CL: Support vload_half and vstore_half (and friends)
Still need to finish running this through the CTS but it's looking good so far.
The vload_half and vstore_half functions are special. They're the only thing that you can use on the half type unless the cl_khr_fp16
extension is supported, and they're required to be supported. They operate on arrays of half, and either convert floats into halves for storage, or halves into float for math. They support all rounding modes.
DXIL has two paths for working with these:
- On hardware which supports native 16bit ops, we can just use the basic
FPTRUNC
opcode. This works on WARP. - On hardware which doesn't support native 16bit ops, we can use the legacy (coming from DXBC) intrinsics which convert to/from fp16 stored in the low 16 bits of an i32 value.
However... DXIL doesn't meet OpenCL's requirements for denorm and rounding support. DXIL's intrinsics are round-to-zero, but denorms are flushed (probably, anyway). This series adds support to the DXIL backend for them anyway, but they're unused for CL right now.

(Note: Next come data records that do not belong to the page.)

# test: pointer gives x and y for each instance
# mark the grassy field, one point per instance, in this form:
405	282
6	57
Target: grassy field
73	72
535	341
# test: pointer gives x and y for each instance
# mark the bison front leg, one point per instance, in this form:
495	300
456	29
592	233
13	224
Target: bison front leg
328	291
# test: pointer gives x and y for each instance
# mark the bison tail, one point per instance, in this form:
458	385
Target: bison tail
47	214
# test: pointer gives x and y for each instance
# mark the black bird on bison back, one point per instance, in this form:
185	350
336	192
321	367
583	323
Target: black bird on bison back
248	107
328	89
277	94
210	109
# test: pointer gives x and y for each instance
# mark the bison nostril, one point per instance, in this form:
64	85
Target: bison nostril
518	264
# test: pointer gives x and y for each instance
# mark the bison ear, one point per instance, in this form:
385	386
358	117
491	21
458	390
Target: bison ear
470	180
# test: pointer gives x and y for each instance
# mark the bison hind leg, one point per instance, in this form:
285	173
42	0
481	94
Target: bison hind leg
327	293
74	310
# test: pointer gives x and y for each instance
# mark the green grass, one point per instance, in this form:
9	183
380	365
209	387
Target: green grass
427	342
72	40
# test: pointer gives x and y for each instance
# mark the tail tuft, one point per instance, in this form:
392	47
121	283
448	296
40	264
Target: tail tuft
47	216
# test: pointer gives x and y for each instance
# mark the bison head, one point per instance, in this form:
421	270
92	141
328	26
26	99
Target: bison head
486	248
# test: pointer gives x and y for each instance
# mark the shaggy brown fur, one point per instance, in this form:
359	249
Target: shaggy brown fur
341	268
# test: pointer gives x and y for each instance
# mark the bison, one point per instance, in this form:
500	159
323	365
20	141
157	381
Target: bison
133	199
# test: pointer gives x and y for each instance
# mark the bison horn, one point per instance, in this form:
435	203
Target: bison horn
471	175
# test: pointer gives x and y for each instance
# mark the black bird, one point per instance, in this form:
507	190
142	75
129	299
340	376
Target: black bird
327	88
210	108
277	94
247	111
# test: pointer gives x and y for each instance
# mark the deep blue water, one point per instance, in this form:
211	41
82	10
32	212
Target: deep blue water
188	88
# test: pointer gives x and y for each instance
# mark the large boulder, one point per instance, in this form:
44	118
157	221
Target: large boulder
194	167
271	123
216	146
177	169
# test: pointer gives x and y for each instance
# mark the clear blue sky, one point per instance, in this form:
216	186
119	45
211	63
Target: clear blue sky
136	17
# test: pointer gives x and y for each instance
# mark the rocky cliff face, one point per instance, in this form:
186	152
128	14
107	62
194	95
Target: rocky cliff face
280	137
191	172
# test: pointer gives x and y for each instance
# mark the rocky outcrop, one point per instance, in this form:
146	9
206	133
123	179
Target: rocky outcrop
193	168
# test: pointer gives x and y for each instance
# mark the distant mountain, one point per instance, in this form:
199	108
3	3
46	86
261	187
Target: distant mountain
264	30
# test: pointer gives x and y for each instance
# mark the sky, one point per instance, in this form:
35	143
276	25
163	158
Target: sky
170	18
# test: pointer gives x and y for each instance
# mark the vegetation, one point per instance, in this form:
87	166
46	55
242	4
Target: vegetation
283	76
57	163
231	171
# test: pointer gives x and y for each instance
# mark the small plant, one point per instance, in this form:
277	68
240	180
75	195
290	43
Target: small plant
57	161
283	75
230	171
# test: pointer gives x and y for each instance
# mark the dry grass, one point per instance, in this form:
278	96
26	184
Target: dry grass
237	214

Instead, the CL frontend runs a NIR pass on the shader to convert these f2f16 ops into software conversions. The previous implementation of rounding modes for float->float used float ops (e.g. flt
or nextafter
) as part of their implementation, which can flush denorms, and that's not allowed for fp32->fp16 in CL, so I instead routed them to new dedicated opcodes which we can lower in our backend.
Note that the aligned versions of the functions could be implemented better. They could either add alignment into the loads/stores and use a load/store vectorizer to combine them, or it could directly generate half vector loads instead of scalar loads.
/cc @karolherbst @jekstrand for the vtn bits.